Analysis
This research reviewed the relationship amongst the frequency away from carrying excess fat (founded changeable) and put of quarters (main explanatory changeable) changing for carrying excess fat chance factors along with decades, sex, degree, work reputation, marital status, and you will everyday use of SSBs . Even more study browsed sex differences by-place out of quarters. Detailed analysis projected market, behavioural, and contextual functions of the try and Pearson’s \(x\) 2 evaluating were utilized to decide differences between communities. Loads available with each questionnaire were used to help you estimate frequency out-of being obese in order to make up prospective nonresponse bias and alternatives opportunities. Brand new prevalence from obesity are estimated by place of quarters (i.e., New york, the country of Colombia, and you will head Colombian urban centers) and by sex. Personal survey loads on ENSIN was associate of the Colombia inhabitants based on the 2005 Colombia Federal Census . Loads on Ny CHS had been associate of the Nyc adult society from the sex, race/ethnicity, age, cellular telephone style of and you may borough from house according to the 2015 Western People Survey .
Unadjusted and you will bivariate regressions were used to explore the fresh relationships between being obese and various correlates. The series out-of regression patterns (parallel designs having obesity as the outcome) can be follows. Design step one compared immigrant Colombians living in Ny in the place of nonimmigrant Colombians surviving in their house nation. Model dos checked the connection between carrying excess fat and place away from house, evaluating immigrant Colombians located in New york versus nonimmigrant Colombians staying in fundamental Colombian locations only in order to discuss distinctions unique so you can staying in an urban context. Designs 3 and you will cuatro understood sex-certain contacts anywhere between obesity and place out-of household. All patterns adjusted to possess years, sex, studies level, employment standing, relationship reputation, and each day SSB application.

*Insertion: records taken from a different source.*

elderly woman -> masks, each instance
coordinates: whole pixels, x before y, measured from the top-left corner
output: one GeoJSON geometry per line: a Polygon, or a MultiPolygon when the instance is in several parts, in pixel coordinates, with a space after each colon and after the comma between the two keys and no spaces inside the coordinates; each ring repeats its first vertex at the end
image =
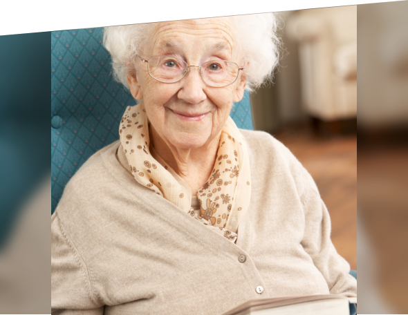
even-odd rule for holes
{"type": "Polygon", "coordinates": [[[230,117],[279,57],[272,14],[105,29],[142,101],[51,219],[53,314],[221,314],[247,300],[357,296],[305,169],[230,117]]]}

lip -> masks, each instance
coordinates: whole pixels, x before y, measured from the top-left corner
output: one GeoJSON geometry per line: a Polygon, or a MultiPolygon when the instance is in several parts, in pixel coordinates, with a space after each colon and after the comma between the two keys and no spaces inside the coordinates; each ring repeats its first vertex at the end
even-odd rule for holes
{"type": "Polygon", "coordinates": [[[187,120],[187,121],[190,121],[190,122],[198,122],[200,120],[203,120],[205,117],[205,116],[207,116],[207,114],[208,114],[208,113],[210,113],[210,112],[208,112],[205,114],[198,115],[196,116],[192,116],[191,114],[183,113],[177,112],[177,111],[173,111],[173,110],[171,110],[171,111],[173,113],[174,113],[174,115],[176,115],[176,116],[178,117],[179,118],[180,118],[183,120],[187,120]]]}

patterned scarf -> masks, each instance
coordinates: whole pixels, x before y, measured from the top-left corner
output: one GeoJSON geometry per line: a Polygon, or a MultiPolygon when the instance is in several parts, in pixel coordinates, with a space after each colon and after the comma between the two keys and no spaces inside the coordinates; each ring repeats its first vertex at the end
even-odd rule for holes
{"type": "Polygon", "coordinates": [[[120,142],[134,178],[232,242],[251,198],[248,151],[231,118],[223,128],[212,175],[198,191],[200,211],[192,208],[189,186],[150,146],[149,120],[142,102],[129,106],[120,126],[120,142]]]}

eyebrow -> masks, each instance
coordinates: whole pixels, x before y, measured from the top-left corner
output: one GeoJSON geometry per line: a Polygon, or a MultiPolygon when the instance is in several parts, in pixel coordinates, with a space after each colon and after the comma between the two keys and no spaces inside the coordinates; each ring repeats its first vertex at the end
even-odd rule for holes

Analyses had been did having fun with SAS Enterprise Book (version eight.1) and you can SAS-callable SUDAAN (adaptation eleven.0, Lookup Triangle Institute, Cary, NC) to adjust for complex examples, taking into account clustering of data, services of your studies structure, decide to try weights, and you can shed research. Results are shown because Pr using their respective 95% depend on periods (95% CI). Advertising depicted the fresh new proportion away from predict odds determined regarding weighted multivariable logistic regression designs, utilising the PREDMARG and PRED_EFF statements into the SUDAAN . All mathematical examination was basically one or two-sided at a significance amount of less than 0.05.
Results
Obesity was defined as BMI ? 30 kg/m 2 (yes/no) for the analysis. BMI was calculated from self-reported height and weight in the NYC CHS and measured height and weight in the ENSIN. Country of origin was self-reported in NYC CHS (i.e., Where were you born? Please tell me the country) and was used to identify Colombian immigrants living in NYC. In addition to the adult population of Colombians residing in their home country, area of residence was used in the ENSIN survey to categorize Colombians that lived in the four main cities in the country (i.e., Bogota, Medellin, Barranquilla and Cali) for urban comparisons with the NYC sample. Age at time of survey was categorized as 18–39, 40–59, and 60 years or over. Education was classified as less than high school, some college, and college graduate. Employment was categorized as formally employed (i.e., full-time or part-time), self-employed, and unemployed (i.e., this variable excludes individuals who are not in the labor force because they are students, homemakers, retired or unable to work). Marital status was dichotomized as married or living together versus divorced, widowed, separated or never married. Frequency of SSB consumption per day was captured in both surveys and was dichotomized as none or
Carrying excess fat prevalence
Numbers step one and you may 2 show new weighted prevalence out-of being obese into the the entire try and you will inside sex teams by place regarding house. The prevalence out-of obesity certainly Colombian immigrants located in Nyc (twenty-five.5%; 95% CI 20.5, 30.2) try rather high than the nonimmigrant Colombians living in their home nation (18.9%; 95% CI 18.5, 19.4) and also in an element of the towns and cities (19.1%; 95% CI 18.0, 19.8). There have been together with distinctions by sex for some teams. Colombian immigrant dudes surviving in New conhecer mulheres Moldavo york (twenty five.0%; 95% CI 17.3, 34.7) got a considerably higher prevalence out-of carrying excess fat than the nonimmigrant Colombian dudes nation-wide (14.5%; 95% CI thirteen.9, fifteen.2) plus part of the locations (15.8%; 95% CI fourteen.2, 16.8). not, there were no tall differences among Colombian immigrant women living in Nyc (twenty five.8%; 95% CI 19.six, 33.1) compared to the nonimmigrant Colombian female living around the Colombia (22.7%; 95% CI 22.0, 23.4) or in the main urban centers (21.7%; 95% CI 20.3, 23.2).